Selon moi, les subventions devraient aller prioritairement aux festivals associatifs à but non lucratif, plutôt qu’à d’autres, qui cherchent à rémunérer leurs actionnaires plutôt qu’à faire de la médiation culturelle. Les deux modèles doivent pouvoir coexister.
- Benoît Chastanet, festival Ecaussystème
Un positionnement plus engagé des pouvoirs publics sur les festivals indépendants les plus fragiles, qui participent à la diversité et à la richesse de l’offre culturelle sur un territoire, serait encourageant et rassurant pour l’avenir.
- Leyla Koob, Métisète – festival Fiest’A Sète
A quel point le format du festival, apparu au cours du XXe siècle, est-il encore adapté au XXIe siècle ? Si on ne trouve pas de raisons valables de le maintenir, mieux vaut le supprimer.
- Samuel Aubert, Rotation – festival Les Siestes
Samuel Aubert : Les collectivités territoriales et l’État peuvent toujours apporter davantage de soutien financier mais je crois que tous les acteurs concernés doivent d’abord s’interroger sur la raison d’être des festivals dans le monde actuel. A quel point le format du festival, apparu au cours du XXe siècle, est-il encore adapté au XXIe siècle ? Si on ne trouve pas de raisons valables de le maintenir, mieux vaut le supprimer.

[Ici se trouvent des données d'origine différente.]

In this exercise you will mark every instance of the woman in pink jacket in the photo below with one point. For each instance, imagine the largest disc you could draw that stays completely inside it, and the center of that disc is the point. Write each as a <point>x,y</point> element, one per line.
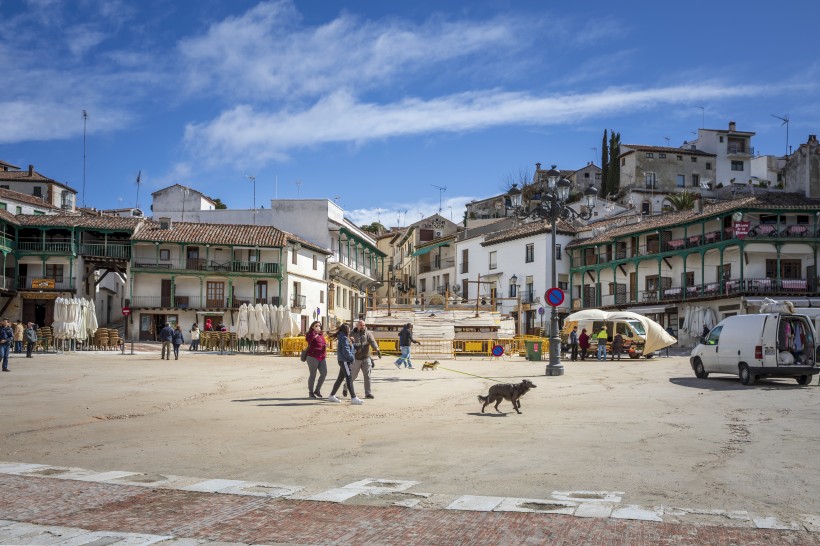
<point>316,358</point>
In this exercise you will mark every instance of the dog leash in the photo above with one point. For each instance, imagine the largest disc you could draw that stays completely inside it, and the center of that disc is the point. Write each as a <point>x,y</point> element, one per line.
<point>465,373</point>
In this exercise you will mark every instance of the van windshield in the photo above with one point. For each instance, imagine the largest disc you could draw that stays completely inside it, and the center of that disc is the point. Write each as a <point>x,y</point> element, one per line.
<point>638,327</point>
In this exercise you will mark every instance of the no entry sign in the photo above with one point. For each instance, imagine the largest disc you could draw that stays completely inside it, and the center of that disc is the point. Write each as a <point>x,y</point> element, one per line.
<point>554,297</point>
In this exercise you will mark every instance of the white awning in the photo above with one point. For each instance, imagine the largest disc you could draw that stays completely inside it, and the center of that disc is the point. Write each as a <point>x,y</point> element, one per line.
<point>657,310</point>
<point>798,302</point>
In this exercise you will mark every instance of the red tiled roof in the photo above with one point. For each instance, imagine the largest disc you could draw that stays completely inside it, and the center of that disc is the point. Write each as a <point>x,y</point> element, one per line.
<point>528,229</point>
<point>23,176</point>
<point>662,149</point>
<point>220,234</point>
<point>76,220</point>
<point>25,198</point>
<point>764,203</point>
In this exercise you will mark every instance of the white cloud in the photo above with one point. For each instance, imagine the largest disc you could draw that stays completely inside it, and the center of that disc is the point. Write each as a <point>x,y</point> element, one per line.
<point>404,214</point>
<point>246,132</point>
<point>266,54</point>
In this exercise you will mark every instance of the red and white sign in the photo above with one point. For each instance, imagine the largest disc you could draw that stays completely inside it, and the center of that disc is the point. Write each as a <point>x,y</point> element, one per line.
<point>742,229</point>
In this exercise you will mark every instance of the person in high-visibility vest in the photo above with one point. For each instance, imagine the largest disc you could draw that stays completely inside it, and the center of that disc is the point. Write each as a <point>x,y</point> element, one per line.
<point>602,337</point>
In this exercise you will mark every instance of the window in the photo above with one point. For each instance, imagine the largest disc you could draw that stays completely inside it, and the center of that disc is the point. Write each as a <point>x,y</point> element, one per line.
<point>260,292</point>
<point>215,294</point>
<point>529,253</point>
<point>54,271</point>
<point>789,269</point>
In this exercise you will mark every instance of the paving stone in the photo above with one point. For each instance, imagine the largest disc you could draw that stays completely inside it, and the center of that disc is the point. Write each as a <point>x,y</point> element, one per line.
<point>475,503</point>
<point>633,511</point>
<point>593,510</point>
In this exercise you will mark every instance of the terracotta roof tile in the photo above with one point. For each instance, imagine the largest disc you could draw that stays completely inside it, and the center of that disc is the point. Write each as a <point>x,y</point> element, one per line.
<point>23,176</point>
<point>763,203</point>
<point>220,234</point>
<point>26,198</point>
<point>76,220</point>
<point>525,230</point>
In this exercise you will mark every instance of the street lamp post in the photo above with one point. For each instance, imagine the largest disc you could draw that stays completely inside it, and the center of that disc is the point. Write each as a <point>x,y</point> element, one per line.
<point>552,205</point>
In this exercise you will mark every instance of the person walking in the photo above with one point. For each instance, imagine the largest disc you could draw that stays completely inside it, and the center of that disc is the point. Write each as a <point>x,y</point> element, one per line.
<point>583,342</point>
<point>363,341</point>
<point>602,338</point>
<point>573,343</point>
<point>617,345</point>
<point>30,335</point>
<point>19,330</point>
<point>316,358</point>
<point>345,356</point>
<point>6,339</point>
<point>166,336</point>
<point>405,339</point>
<point>177,339</point>
<point>194,338</point>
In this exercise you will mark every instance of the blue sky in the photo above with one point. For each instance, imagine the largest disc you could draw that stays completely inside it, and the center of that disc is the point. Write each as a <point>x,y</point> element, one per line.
<point>381,103</point>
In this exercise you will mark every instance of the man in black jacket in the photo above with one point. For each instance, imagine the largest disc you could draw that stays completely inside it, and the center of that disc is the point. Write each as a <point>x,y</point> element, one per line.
<point>165,336</point>
<point>405,339</point>
<point>363,341</point>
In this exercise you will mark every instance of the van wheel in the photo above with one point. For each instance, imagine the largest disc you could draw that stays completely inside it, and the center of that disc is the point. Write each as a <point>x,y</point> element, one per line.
<point>746,376</point>
<point>700,371</point>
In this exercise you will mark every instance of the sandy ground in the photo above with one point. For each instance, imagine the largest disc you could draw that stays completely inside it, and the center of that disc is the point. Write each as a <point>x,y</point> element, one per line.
<point>647,428</point>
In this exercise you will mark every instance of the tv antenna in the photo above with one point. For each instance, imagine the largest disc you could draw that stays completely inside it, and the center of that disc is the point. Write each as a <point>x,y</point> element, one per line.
<point>253,179</point>
<point>441,189</point>
<point>785,120</point>
<point>85,123</point>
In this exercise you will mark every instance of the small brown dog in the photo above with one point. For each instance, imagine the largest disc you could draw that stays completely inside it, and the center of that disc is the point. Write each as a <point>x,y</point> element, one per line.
<point>506,391</point>
<point>430,365</point>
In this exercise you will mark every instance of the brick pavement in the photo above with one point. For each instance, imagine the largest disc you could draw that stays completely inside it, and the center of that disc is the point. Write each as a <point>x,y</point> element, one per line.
<point>212,517</point>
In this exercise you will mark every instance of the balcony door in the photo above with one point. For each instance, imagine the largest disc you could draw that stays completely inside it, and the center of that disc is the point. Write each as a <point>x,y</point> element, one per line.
<point>193,259</point>
<point>215,294</point>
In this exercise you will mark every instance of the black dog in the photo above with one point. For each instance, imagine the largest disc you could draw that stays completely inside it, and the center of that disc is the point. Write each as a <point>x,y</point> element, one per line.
<point>506,391</point>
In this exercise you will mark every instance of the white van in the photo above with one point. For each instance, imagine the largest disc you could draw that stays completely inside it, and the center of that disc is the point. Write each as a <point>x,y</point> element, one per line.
<point>762,345</point>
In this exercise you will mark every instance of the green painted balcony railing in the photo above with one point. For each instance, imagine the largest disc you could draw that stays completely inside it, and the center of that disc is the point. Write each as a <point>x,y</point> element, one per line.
<point>121,252</point>
<point>40,247</point>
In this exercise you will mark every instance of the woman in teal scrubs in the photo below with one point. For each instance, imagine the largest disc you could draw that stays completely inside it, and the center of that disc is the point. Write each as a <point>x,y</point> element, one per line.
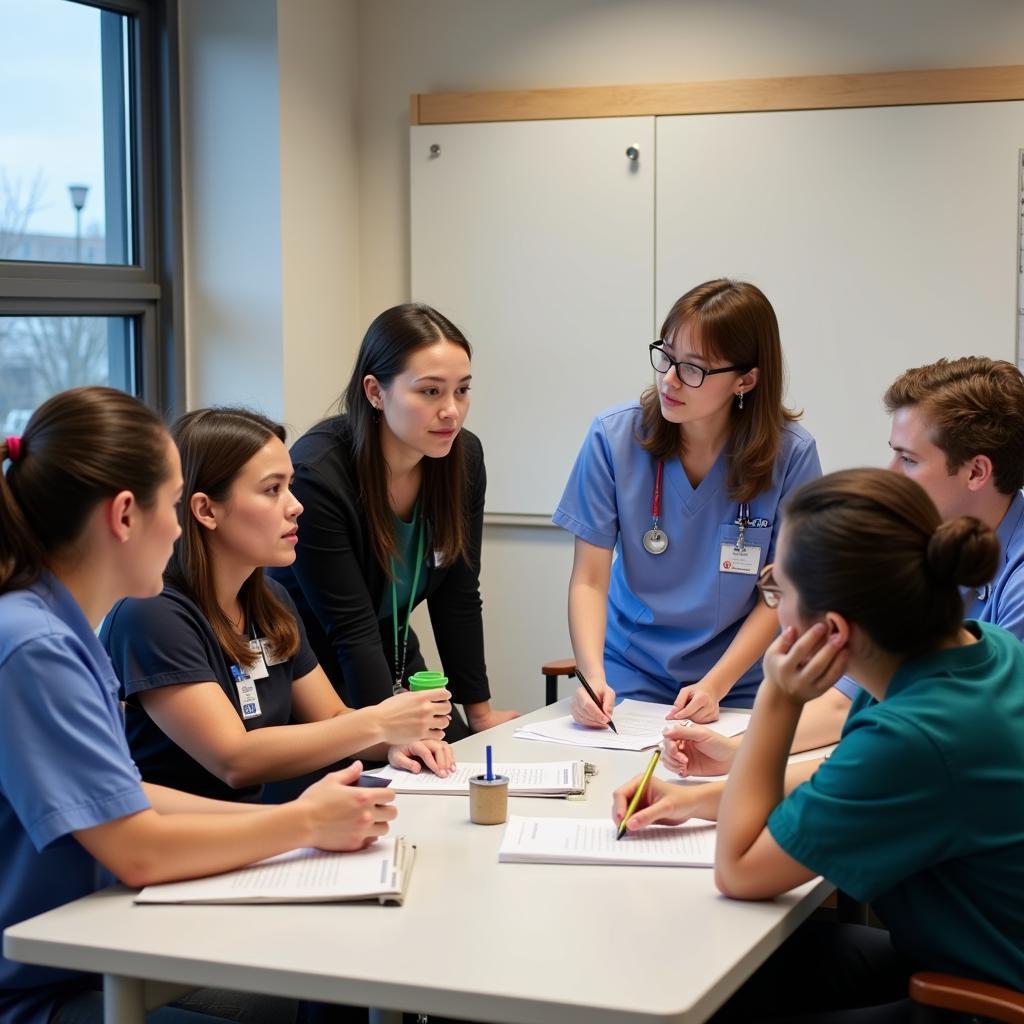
<point>918,810</point>
<point>674,504</point>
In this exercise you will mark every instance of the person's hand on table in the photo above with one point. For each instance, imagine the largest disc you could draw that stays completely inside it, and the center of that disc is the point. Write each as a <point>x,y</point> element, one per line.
<point>586,712</point>
<point>805,667</point>
<point>694,702</point>
<point>406,718</point>
<point>695,750</point>
<point>342,816</point>
<point>662,803</point>
<point>435,754</point>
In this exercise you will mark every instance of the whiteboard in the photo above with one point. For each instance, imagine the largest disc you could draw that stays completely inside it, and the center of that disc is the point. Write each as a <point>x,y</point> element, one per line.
<point>538,240</point>
<point>885,238</point>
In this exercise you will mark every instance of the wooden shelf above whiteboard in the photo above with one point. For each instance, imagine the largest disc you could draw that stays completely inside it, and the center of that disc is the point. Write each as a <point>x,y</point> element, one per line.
<point>947,85</point>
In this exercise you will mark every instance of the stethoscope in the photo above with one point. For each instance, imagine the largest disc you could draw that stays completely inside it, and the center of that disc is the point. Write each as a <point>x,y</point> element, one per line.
<point>655,541</point>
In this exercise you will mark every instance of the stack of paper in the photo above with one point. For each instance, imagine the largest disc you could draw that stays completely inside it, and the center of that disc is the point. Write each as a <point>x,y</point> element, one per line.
<point>640,725</point>
<point>558,778</point>
<point>380,871</point>
<point>592,841</point>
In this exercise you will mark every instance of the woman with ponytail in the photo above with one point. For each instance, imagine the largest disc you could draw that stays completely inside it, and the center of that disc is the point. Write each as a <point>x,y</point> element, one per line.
<point>919,809</point>
<point>88,515</point>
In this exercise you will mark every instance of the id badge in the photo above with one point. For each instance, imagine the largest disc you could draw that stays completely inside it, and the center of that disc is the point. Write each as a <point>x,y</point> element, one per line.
<point>248,697</point>
<point>257,668</point>
<point>743,560</point>
<point>270,655</point>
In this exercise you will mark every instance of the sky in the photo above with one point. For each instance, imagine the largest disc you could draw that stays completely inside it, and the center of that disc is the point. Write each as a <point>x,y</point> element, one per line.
<point>50,110</point>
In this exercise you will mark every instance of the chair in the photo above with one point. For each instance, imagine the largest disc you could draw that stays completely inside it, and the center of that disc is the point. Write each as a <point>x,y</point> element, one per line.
<point>551,672</point>
<point>944,991</point>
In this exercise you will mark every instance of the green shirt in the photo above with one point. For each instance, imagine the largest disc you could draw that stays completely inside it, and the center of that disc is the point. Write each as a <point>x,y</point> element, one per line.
<point>406,539</point>
<point>920,810</point>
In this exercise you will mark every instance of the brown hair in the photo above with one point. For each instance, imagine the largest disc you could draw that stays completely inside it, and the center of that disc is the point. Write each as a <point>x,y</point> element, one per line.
<point>215,444</point>
<point>974,406</point>
<point>79,448</point>
<point>389,341</point>
<point>869,545</point>
<point>735,323</point>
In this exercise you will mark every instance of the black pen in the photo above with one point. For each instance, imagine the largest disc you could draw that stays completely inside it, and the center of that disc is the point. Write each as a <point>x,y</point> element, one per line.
<point>593,696</point>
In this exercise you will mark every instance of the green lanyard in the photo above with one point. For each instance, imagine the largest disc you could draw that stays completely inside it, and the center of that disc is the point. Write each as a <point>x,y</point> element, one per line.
<point>399,668</point>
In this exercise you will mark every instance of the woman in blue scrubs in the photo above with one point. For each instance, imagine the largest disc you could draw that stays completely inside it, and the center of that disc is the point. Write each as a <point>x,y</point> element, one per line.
<point>88,515</point>
<point>674,504</point>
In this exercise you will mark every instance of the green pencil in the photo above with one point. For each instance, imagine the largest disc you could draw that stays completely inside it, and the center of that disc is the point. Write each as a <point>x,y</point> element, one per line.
<point>640,790</point>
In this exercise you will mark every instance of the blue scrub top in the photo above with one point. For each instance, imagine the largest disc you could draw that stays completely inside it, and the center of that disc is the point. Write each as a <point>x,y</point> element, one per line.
<point>64,766</point>
<point>671,616</point>
<point>1001,602</point>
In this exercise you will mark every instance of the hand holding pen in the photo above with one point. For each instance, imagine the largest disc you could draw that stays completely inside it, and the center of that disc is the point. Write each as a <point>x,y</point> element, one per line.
<point>639,793</point>
<point>591,709</point>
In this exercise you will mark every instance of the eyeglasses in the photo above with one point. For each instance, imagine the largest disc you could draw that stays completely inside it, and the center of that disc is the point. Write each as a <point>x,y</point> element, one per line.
<point>770,592</point>
<point>688,373</point>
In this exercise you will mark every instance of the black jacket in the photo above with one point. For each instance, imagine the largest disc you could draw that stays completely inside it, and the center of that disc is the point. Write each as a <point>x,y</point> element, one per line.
<point>338,585</point>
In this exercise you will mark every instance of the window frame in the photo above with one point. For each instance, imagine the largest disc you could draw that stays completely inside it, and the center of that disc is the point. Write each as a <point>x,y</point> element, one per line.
<point>145,291</point>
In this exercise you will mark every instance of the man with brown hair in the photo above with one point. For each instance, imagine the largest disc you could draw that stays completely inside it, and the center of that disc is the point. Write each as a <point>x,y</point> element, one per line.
<point>957,429</point>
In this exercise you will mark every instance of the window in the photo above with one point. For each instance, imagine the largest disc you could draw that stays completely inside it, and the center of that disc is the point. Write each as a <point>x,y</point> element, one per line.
<point>89,215</point>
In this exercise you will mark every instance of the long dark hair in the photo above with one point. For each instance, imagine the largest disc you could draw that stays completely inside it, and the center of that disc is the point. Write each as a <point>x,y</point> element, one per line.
<point>215,444</point>
<point>389,341</point>
<point>869,544</point>
<point>734,322</point>
<point>79,448</point>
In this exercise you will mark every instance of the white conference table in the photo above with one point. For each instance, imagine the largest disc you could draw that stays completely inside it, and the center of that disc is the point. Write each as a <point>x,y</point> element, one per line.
<point>517,943</point>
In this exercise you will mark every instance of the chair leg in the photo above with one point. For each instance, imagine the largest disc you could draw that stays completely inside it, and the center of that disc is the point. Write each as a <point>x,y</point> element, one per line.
<point>551,688</point>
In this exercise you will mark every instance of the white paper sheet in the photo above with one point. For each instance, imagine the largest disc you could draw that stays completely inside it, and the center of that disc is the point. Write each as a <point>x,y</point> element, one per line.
<point>640,725</point>
<point>296,877</point>
<point>592,841</point>
<point>525,778</point>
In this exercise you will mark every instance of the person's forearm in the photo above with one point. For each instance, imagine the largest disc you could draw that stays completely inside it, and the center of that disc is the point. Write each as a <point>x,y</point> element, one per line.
<point>757,780</point>
<point>822,721</point>
<point>288,751</point>
<point>148,848</point>
<point>748,645</point>
<point>588,619</point>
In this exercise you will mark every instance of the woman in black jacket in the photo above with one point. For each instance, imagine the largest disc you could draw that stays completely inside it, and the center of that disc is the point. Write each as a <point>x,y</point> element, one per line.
<point>393,497</point>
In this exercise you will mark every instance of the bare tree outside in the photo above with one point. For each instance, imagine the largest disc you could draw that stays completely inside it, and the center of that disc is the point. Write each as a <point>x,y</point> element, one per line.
<point>40,355</point>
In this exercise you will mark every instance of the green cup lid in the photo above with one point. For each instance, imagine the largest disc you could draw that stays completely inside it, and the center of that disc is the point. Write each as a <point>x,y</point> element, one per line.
<point>427,681</point>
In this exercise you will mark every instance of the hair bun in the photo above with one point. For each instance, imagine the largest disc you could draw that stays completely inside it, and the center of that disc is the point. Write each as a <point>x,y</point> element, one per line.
<point>963,551</point>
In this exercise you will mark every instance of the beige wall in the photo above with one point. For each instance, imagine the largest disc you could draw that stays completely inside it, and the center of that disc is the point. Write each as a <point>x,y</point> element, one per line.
<point>412,46</point>
<point>409,46</point>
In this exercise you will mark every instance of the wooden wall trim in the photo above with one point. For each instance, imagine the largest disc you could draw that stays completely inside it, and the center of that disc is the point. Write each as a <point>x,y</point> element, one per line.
<point>949,85</point>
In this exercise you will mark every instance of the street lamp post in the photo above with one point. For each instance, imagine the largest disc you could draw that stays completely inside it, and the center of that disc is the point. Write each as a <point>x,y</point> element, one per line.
<point>78,195</point>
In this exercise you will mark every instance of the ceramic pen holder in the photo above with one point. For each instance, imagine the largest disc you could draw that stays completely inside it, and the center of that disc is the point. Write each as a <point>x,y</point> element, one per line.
<point>488,800</point>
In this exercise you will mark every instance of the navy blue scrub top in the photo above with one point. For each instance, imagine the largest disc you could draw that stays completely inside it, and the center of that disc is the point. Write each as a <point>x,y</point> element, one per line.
<point>167,640</point>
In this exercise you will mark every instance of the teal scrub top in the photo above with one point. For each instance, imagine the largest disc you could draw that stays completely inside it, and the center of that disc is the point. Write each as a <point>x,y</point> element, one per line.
<point>920,810</point>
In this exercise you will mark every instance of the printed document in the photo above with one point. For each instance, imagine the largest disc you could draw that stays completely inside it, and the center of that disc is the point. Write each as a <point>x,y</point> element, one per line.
<point>556,778</point>
<point>640,725</point>
<point>380,871</point>
<point>592,841</point>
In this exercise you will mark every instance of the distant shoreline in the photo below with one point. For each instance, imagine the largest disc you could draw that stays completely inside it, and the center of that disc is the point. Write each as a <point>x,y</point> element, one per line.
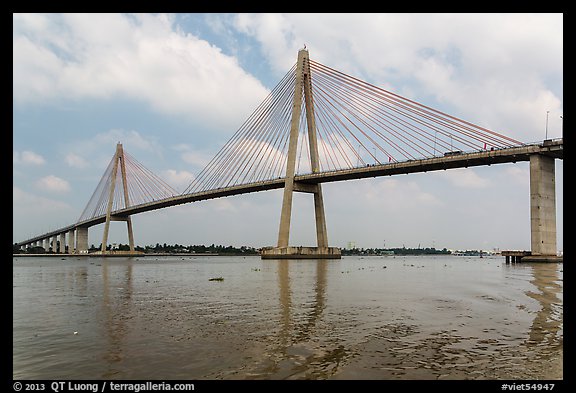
<point>163,254</point>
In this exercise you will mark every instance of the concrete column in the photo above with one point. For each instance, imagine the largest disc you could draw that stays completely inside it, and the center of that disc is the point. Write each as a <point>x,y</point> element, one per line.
<point>71,241</point>
<point>286,215</point>
<point>82,239</point>
<point>542,205</point>
<point>55,243</point>
<point>62,248</point>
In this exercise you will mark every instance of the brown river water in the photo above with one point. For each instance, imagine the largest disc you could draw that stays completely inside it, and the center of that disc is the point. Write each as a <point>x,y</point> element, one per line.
<point>438,317</point>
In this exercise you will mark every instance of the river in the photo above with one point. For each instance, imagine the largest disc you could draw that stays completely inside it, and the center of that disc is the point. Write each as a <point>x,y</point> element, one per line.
<point>436,317</point>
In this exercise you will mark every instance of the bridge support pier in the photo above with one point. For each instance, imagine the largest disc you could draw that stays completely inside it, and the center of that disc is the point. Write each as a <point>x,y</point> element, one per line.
<point>302,87</point>
<point>62,245</point>
<point>118,161</point>
<point>542,209</point>
<point>71,241</point>
<point>82,240</point>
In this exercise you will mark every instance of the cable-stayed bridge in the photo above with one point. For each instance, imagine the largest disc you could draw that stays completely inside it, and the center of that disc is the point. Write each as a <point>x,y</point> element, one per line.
<point>319,125</point>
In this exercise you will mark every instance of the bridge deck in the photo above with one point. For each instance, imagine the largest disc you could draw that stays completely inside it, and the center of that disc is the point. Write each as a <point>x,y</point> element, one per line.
<point>553,148</point>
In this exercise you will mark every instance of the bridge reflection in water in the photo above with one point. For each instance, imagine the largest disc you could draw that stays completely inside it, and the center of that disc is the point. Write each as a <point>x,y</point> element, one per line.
<point>373,318</point>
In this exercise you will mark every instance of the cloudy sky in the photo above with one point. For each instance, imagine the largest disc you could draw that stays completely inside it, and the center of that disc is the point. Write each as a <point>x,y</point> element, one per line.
<point>174,88</point>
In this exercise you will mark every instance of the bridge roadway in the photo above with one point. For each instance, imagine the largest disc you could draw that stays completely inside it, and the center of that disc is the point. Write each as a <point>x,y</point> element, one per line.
<point>553,148</point>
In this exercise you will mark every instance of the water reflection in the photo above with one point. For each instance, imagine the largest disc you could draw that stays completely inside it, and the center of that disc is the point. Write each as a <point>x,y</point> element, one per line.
<point>298,352</point>
<point>545,337</point>
<point>290,328</point>
<point>547,324</point>
<point>116,304</point>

Benoît Chastanet : Entouré de plusieurs gros festivals privatisés qui battent pavillon Vivendi, notre festival s’apparente un peu au petit village gaulois résistant vaillamment contre les Romains. Vivendi a récemment dédoublé les jauges de ses festivals, la concurrence se fait de plus en plus rude. Continuer d’exister dans ce contexte devient très compliqué pour un festival associatif, autofinancé à 80 %, comme le nôtre. Il faut parvenir à se différencier au niveau de la programmation et de l’accueil. S’agissant des collectivités et de l’État, il faut bien souligner qu’un fort soutien a été apporté aux festivals à l’occasion de la pandémie de Covid-19. Cela nous a encouragé à faire une édition en 2021, chose qui n’était pourtant pas simple… Toutefois, le soutien financier des pouvoirs publics devrait sans doute être mieux réparti. Selon moi, les subventions devraient aller prioritairement aux festivals associatifs à but non lucratif, plutôt qu’à d’autres, qui cherchent à rémunérer leurs actionnaires plutôt qu’à faire de la médiation culturelle. Les deux modèles doivent pouvoir coexister, en donnant aux festivals associatifs les moyens nécessaires pour agir et grandir.
Leyla Koob : Je pense que les collectivités et l’État doivent accompagner et protéger au maximum les festivals indépendants. Soyons justes : il y a eu un réel soutien de leur part durant la pandémie. Reste à voir si – et comment – ce soutien va perdurer dans les prochaines années, d’autant que la nécessité de repenser les formats et les conditions d’accueil des concerts, de s’impliquer plus encore dans des projets liés au développement durable et de faire face à la surenchère des cachets artistiques vont nécessiter des moyens financiers. En outre, il va falloir faire preuve d’une extrême vigilance quant à l’équilibre entre les festivals indépendants et les festivals commerciaux. Les deux modèles doivent pouvoir continuer de coexister. Ce qui me semble problématique actuellement, c’est parfois le manque de vision globale en matière de politique culturelle. Un positionnement plus engagé des pouvoirs publics sur les festivals indépendants les plus fragiles, qui participent à la diversité et à la richesse de l’offre culturelle sur un territoire, serait encourageant et rassurant pour l’avenir.
Muriel Palacio : Actuellement, je trouve que les festivals de grande envergure sont beaucoup trop favorisés. Ils sont devenus des faire-valoir de représentation politique alors que ce sont de véritables « industries culturelles » avec une logique purement événementielle. Je trouve tout simplement aberrant que les institutions publiques fassent primer cette logique au détriment d’une vraie exigence artistique. La qualité ou l’originalité de la programmation d’un festival n’apparaît plus un critère décisif, au contraire – ce qui tend aussi à une uniformisation des programmations… Selon moi, il faudrait accorder une attention et un soutien nettement plus affirmés aux petits festivals indépendants qui doivent fonctionner avec des budgets (très) réduits et évoluent toujours sur la corde raide.